Hubby called me at 4:30 and said, "Did you get my voicemail?" No. What voicemail? "I left you a voicemail at 9 o'clock this morning! It's St. Patrick's Day!" Yes. I remembered when I was at the grocery store an hour earlier and the clerk pinched me for not wearing green. Did she know how close she was to physical harm? Oh, and I'm making chicken for dinner. "But it's St. Patrick's Day!" Yes, and? "Listen to the voicemail." Click.
I dialled voicemail.
I kid you not, this is what Hubby had the temerity to leave as a message: "Woman of the house! Guinness stew tonight or be prepared for a beating!"

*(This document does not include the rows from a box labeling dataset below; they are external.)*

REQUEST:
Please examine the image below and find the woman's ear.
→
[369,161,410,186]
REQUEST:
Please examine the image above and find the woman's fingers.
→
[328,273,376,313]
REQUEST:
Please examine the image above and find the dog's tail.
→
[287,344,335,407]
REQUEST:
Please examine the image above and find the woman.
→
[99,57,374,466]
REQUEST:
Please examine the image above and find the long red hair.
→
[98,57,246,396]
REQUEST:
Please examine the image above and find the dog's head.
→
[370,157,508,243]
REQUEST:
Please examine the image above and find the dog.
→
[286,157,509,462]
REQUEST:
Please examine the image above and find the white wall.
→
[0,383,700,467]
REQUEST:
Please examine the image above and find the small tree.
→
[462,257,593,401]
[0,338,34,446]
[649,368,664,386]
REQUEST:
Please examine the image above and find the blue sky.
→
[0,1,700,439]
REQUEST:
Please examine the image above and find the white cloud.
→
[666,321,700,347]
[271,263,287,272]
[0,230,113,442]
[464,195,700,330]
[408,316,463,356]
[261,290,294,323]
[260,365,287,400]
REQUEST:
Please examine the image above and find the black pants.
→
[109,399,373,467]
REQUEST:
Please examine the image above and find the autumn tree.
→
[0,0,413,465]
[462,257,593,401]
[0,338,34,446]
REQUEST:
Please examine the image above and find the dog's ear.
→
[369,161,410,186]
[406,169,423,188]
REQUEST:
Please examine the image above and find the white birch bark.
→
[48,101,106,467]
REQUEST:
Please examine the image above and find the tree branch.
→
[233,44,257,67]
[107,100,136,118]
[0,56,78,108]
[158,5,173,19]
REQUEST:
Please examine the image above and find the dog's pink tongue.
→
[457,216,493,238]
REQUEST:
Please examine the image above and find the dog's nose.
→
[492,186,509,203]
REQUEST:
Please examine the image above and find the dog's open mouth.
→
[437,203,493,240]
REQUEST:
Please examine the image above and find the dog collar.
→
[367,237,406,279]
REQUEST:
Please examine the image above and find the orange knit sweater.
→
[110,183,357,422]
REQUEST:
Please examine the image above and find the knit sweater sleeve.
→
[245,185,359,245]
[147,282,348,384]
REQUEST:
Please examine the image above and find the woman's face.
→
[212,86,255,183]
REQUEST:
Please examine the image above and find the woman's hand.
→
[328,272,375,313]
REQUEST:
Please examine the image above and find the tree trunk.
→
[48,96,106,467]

Moments like these, I'm convinced God has a sense of humor, or is a preservationist. How else to explain Hubby's lack of survival instinct? How else to explain the extra cuteness which saves him from certain death? He's watched "The Quiet Man" one too many times (Sean refers to his wife as "woman of the house" when ordering her to fetch him something in one notable scene; and in the scene where Sean drags Mary Kate back to their home, a local village woman helpfully offers him a stick with which to beat his recalcitrant wife. They don't make movies like this anymore.).
How on EARTH am I to make a beef and Guinness stew in less than 2 hours with another grocery run required? The trick, it appears, is to find beautifully marbled boneless chuck roast, cut the meat into relatively small pieces and pray hard. But surprisingly, everything came together in less than 90 minutes and the meat was decidedly tender.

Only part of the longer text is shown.